Calm, inquisitive cats may loosely swish their tail through the air in slow, graceful, fluid movements. Abrupt, rhythmic movements, such as tip-flicking, side-to-side wagging, and thrashing, are escalating signs of agitation. The faster the tail, the greater the tension.

Signs of a happy tail: A chilled-out, “happy” cat’s tail is loosely held away from their body, somewhere between horizontal and upright. When the tail is completely upright and either curled at the tip or quivering, it’s likely that the cat is overjoyed to see you. If it’s fluffed up like a bottlebrush, the cat is trying to look bigger. That signals fear – so back off!

Tail Mood Guage.
Sunny disposition:
  • Overjoyed tip curl – Tail upright with a curled or quivering tip – may progress to wrapping around your legs.
  • Friendly upright tail – Tail held straight up and possibly an enthusiastic quiver.
  • Neutral relaxed tail – Loose horizontal tail with slow and graceful swishing.
  • Low tail – Covert situations such as stalking prey, anxiety, pain, injury, illness, Persian breed’s trait.
Thundery mood:
  • Tucked-in tail – Tail held close to the body – apprehension, fear, pain, illness.
  • Tip-flicking tail – Tail tip flicking and twitching – agitation.
  • Thrashing tail – Tail wagging or thumping – fear, frustration, and rage.

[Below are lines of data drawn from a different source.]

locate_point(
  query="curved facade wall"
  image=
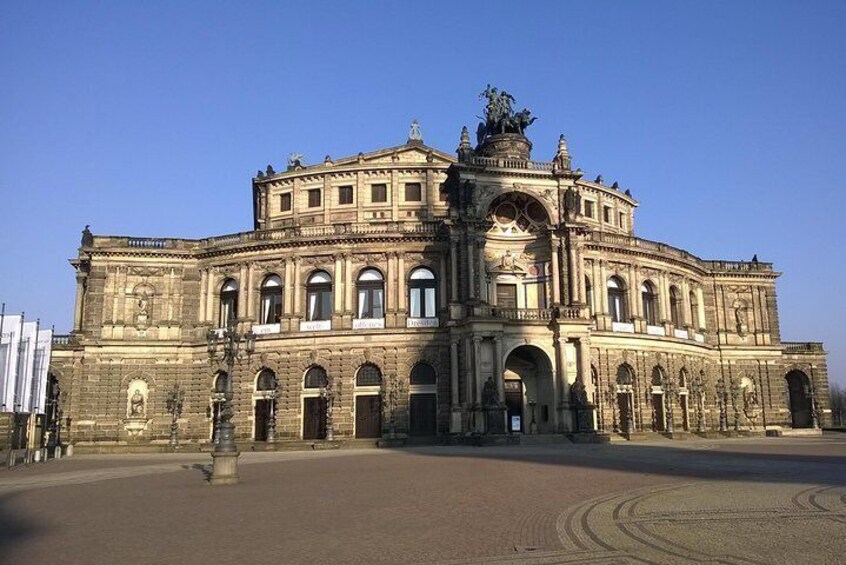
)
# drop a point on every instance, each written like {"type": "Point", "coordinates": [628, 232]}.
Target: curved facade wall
{"type": "Point", "coordinates": [406, 292]}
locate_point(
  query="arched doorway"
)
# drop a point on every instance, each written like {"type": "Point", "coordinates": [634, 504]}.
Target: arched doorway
{"type": "Point", "coordinates": [799, 398]}
{"type": "Point", "coordinates": [529, 391]}
{"type": "Point", "coordinates": [265, 406]}
{"type": "Point", "coordinates": [625, 398]}
{"type": "Point", "coordinates": [423, 401]}
{"type": "Point", "coordinates": [659, 418]}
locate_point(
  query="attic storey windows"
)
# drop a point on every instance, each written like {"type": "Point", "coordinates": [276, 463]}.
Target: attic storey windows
{"type": "Point", "coordinates": [314, 198]}
{"type": "Point", "coordinates": [379, 193]}
{"type": "Point", "coordinates": [345, 194]}
{"type": "Point", "coordinates": [413, 192]}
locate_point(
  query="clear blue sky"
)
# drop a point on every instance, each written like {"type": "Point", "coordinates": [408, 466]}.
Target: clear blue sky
{"type": "Point", "coordinates": [725, 119]}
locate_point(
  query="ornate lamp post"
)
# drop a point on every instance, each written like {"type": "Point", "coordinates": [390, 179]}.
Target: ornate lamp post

Watch your cat’s tail in different situations, but don’t focus on it entirely. It’s only one part of the whole communication picture, which can change in the blink of an eye. It’s all too easy to make assumptions or give things labels, but the key to successful cat watching is to keep a cool head, look at the full picture, and consider the cat’s behavior in context. Take an objective view and assess what you see, before coloring events with an interpretation. For example, if your elderly cat stops greeting you with an upright tail a knee-jerk response would be “My cat’s getting cranky with old age.” The cool-headed assessment would be, “My cat sleeps a lot, is stiff when they get up, moves more slowly, pees in front of the litter-box, and has matted fur – they’re overdue  check-up from the vet.”

Film Your Cat.

However closely you watch your cat and their interactions, it’s easy to miss the nuances of cat “chats” in real time. If you’re serious about developing your cat watching skills, filming them in different scenarios and watching it back in slow motion or with freeze-frame gives you the chance to study the subtle signs in detail.

Keep Calm.

If we notice what we consider to be “bad” behavior, without understanding a cat’s way of thinking and responding to things, it can be tempting to launch in and try to stop it. But shouting at your cat or squirting them with water will only make them stressed or fearful, which can make matters worse; staying calm and measured will help ease tension and defuse the situation.